François Hollande vient d’obtenir l’aval du Parlement pour la nomination de Jacques Toubon au poste de défenseur des droits, contestée par une partie de sa majorité, ainsi que pour celle de l’ex-maire de Reims, Adeline Hazan au poste de contrôleur général des lieux de privation de liberté.

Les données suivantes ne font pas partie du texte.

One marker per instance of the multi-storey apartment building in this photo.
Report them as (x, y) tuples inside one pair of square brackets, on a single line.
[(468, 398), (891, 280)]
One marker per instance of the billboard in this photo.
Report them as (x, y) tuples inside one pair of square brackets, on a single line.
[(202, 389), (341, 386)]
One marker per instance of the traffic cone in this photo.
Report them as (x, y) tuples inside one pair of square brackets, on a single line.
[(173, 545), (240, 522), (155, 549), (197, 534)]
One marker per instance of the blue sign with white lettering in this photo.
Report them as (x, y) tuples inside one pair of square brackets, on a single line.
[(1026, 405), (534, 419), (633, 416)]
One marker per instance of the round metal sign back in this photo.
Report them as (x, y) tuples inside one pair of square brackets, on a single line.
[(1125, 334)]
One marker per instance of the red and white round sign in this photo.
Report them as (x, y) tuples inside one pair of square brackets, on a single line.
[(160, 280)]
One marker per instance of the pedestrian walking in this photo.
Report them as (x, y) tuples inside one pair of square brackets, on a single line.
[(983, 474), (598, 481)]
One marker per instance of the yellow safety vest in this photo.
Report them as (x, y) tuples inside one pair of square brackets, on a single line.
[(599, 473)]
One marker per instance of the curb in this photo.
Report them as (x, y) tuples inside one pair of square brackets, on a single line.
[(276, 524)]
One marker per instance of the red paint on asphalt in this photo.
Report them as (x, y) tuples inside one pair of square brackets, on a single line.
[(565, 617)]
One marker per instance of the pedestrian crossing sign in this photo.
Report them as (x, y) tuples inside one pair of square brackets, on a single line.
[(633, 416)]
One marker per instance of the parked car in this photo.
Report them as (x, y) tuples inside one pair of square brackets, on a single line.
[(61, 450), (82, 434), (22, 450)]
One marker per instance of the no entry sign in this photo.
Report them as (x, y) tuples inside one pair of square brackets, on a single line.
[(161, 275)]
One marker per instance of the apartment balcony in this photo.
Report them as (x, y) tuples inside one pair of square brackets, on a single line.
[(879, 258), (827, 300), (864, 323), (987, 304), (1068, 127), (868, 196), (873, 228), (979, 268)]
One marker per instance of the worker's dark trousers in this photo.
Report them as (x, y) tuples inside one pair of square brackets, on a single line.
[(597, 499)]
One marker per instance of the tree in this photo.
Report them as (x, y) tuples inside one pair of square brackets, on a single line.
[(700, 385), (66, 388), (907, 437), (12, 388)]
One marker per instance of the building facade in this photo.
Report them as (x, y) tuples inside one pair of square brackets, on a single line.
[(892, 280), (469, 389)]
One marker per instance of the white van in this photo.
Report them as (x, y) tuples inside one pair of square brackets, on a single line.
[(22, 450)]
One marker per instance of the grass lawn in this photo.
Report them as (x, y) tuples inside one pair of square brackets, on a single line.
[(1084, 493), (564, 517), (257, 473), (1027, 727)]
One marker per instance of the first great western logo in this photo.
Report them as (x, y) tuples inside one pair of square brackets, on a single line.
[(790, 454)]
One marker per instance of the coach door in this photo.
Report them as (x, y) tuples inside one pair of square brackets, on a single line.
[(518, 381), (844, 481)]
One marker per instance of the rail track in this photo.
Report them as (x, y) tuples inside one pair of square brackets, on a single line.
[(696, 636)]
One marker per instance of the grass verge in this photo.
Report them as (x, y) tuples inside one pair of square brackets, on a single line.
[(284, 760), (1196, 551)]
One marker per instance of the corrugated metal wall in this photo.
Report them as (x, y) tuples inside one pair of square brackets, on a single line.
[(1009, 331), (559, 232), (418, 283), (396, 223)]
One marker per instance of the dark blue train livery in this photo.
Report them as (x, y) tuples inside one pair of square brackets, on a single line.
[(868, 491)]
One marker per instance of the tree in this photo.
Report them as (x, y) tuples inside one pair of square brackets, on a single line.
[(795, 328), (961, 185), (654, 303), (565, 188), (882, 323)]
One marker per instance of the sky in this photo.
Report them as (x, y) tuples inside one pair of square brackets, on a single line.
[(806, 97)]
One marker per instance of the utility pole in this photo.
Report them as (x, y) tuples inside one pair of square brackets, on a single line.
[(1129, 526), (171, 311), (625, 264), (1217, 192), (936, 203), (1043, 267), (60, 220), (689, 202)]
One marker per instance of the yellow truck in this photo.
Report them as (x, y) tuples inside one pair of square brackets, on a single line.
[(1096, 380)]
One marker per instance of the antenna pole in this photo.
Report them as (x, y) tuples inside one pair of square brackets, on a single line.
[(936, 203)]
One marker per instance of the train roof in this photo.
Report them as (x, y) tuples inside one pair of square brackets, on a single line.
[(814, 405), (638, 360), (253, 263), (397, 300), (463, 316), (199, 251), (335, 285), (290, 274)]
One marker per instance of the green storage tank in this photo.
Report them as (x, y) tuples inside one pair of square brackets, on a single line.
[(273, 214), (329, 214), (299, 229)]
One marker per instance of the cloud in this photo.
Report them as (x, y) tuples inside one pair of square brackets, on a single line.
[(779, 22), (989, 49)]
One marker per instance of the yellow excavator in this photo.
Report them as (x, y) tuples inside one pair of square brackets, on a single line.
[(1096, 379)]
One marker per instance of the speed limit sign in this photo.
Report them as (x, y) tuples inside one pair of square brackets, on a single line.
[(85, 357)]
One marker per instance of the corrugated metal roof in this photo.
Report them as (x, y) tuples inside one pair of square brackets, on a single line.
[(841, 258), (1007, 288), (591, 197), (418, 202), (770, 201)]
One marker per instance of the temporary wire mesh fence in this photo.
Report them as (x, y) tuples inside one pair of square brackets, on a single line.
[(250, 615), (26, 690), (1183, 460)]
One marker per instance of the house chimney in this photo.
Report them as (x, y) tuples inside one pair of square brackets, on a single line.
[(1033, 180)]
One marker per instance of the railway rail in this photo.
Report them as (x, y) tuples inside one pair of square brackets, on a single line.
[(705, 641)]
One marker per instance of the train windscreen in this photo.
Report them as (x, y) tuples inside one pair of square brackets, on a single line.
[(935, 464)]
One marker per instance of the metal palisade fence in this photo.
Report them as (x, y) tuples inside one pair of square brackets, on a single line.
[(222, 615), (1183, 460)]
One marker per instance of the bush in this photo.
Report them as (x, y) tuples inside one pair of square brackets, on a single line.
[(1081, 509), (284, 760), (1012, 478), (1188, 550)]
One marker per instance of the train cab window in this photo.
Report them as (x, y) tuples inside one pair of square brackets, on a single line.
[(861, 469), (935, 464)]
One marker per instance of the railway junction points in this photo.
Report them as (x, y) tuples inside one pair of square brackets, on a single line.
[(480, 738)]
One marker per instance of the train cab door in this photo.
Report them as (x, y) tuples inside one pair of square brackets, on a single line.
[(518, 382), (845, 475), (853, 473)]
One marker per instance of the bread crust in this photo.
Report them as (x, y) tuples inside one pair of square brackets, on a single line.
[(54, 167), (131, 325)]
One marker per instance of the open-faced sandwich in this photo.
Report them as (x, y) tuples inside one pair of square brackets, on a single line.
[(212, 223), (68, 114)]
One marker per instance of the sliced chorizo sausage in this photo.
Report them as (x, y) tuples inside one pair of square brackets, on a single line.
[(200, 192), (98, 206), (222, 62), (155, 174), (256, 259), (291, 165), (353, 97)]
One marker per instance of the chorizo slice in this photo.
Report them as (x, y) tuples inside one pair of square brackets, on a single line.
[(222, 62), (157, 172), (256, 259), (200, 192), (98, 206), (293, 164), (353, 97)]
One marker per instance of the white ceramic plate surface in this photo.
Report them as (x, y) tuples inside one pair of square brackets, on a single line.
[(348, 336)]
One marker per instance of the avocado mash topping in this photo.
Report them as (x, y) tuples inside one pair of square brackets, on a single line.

Les commissions compétentes de l’Assemblée nationale et du Sénat ont donné leur feu vert à la nomination de l’ancien ministre chiraquien Jacques Toubon comme défenseur des droits, proposée par François Hollande. Malgré des réticences à gauche, les commissions des Lois se sont prononcées par 48 voix en faveur de cette nomination pour succéder au centriste Dominique Baudis décédé en avril, et 33 contre. Un veto parlementaire aurait nécessité les trois cinquièmes des suffrages exprimés parmi ces commissions, aux termes de la Constitution. A la mi-juin, le Premier ministre Manuel Valls avait défendu cette nomination en mettant en garde contre le "sectarisme" à gauche. Dans le détail, Jacques Toubon a rassemblé 32 suffrages favorables à l’Assemblée (19 contre) et 16 au Sénat (14 contre), par un vote à bulletins secrets. Sept bulletins étaient blancs ou nuls à l’Assemblée et 5 au Sénat. Il avait été auditionné mercredi dernier par la commission des Lois de l’Assemblée, où de nombreux députés socialistes lui étaient hostiles. Une pétition revendiquant 95.000 signatures avait même été lancée contre sa nomination. Jacques Toubon s’était alors employé à démonter les "caricatures" contre lui, marquant des points à gauche par des propos engagés. Il s’était notamment dit "abolitionniste de raison et de coeur", alors que lui est reproché son vote, lorsqu’il était député RPR, en 1981 contre la loi abolissant la peine de mort - il avait voté l’article central mais pas l’ensemble car il aurait voulu une peine de remplacement.

Le Parlement a aussi validé la nomination de l’ancienne maire PS de Reims, Adeline Hazan, magistrate de formation, au poste de contrôleur général des lieux de privation de liberté. Cette dernière a elle recueilli au total 53 suffrages favorables et 36 défavorables, au sein de ces commissions des Lois. Adeline Hazan succédera ainsi à Jean-Marie Delarue, dont le mandat arrive à terme et n’est pas renouvelable. Le contrôleur des prisons est une autorité administrative indépendante créée en octobre 2007, qui a pour mission de s’assurer du respect des droits fondamentaux des détenus. Ses moyens viennent d’être renforcés par une loi adoptée définitivement en mai. Maire de Reims de 2008 à 2014, Adeline Hazan, proche de Martine Aubry, a été battue aux municipales du mois de mars par l’UMP Arnaud Robinet. Agée de 58 ans, Adeline Hazan a occupé divers postes de magistrat, à Paris et en province. Lors de son audition mercredi dernier à l’Assemblée, cette ancienne juge, qui présida de 1986 à 1990 le Syndicat de la magistrature, classé à gauche, avait été interpellée sur une motion, votée par cette organisation en 1985, prônant l’abolition des prisons, par le député UMP, Georges Fenech, lui aussi ancien magistrat. "Je ne suis pas pour l’abolition des prisons", avait-elle répondu, ajoutant toutefois qu’elle devait être "la dernière sanction prononcée", grâce au développement des sanctions alternatives. Elle avait déclaré ne pas être "comptable de la motion" du SM, votée avant qu’elle ne soit présidente, rappelant que Georges Fenech avait aussi présidé un syndicat de juges, marqué à droite, l’Association professionnelle des magistrats.

L’Élysée a indiqué que ces nominations seront entérinées lors du Conseil des ministres du mercredi 16 juillet.